Outdoors / In the Public Realm 
To photograph outdoor artworks I would recommend a simple approach. Always use your tripod and cable release. Photograph at a time of day and when the sun is behind you illuminating your object to be photographed. It should be possible to photograph outdoor artworks at any time of day if the day is an overcast one (but try not to use sky as background). If you have purchased a hand held light meter – use it all the time. Camera meters can always be fooled, but not so your hand held light meter.

Digital Photography
I have used the image below as an example of how digital cameras can be employed to great effect. Again I have to say, use the best you can afford. An SLR type camera which can capture a RAW type file would be my preference. A RAW digital file is the actual data gathered from the sensor of the camera, and as such this data has not been processed or manipulated in any way. If you take a file like this into an image editing program you can work on the exposure, colour balance and contrast,
with great ease and control ensuring that nothing is left to chance. A camera that produces a jpeg or similar type file processes the image in camera disregarding information that it regards as non critical. This is fine if the resulting image does not need any further adjustments. However if it does need further adjustments the missing information now becomes critical and any adjustments made have a degrading effect on some part of the image.

Colour correction would be the most important correction to be made on a file and I can safely say that if you colour correct a RAW file it has no noticeable effect on the quality of the file.
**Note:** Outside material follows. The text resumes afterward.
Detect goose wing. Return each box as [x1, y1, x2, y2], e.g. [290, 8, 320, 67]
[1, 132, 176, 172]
To make a digital documentation of a space, as in the image above, I would suggest the following steps.

1. Make a test shot with a grey card or colour checker (this can be used as a colour correction tool later)
2. Multiple exposures can be made from the same tripodded spot.
3. After colour and exposure correcting, elements of each of the images can be composited together to make an image which would be close to a viewers perception of the space.

The scene in the image has 4 essential zones which need to be extracted from the 4 thumbnails on the left

1. the over all environment.
2. the video screen in the foreground.
3. the items in the display cases and
4. the illuminated panel right in the centre of the picture.

All of these items are correctly exposed in one of the four thumbnail images on the left and after careful colour correction they are composited together using layer masks in Photoshop a precise explanation of how this is done can be found from pages 26 to 29 of this document – painting_pixels.

This case is an extreme one but it proves the point that extremes do exist. If lighting is reasonably even overall in an exhibition space a single photo might suffice but it is worth mentioning that colour balance and exposure are crucial, and digital camera’s make these particular variables very easy to capture.

By David Monahan
David Monahan graduated from the Dun Laoghaire College of Art and Design with a qualification in Photography in 1997. Since then he has worked for several National institutions including The National Library, National Museum and the National Photographic Archive. He recently worked on two major exhibitions for the National Library of Ireland (James Joyce and Ulysses, and The life and works of William Butler Yeats) where he completed a large share of all photographic works. His general photographic practice has touched on areas such as artwork documentation, portraiture, architectural, and interiors His personal work has appeared in shows in the Gallery of Photography, Dublin and the National Photographic archive. He lives and works in central Dublin.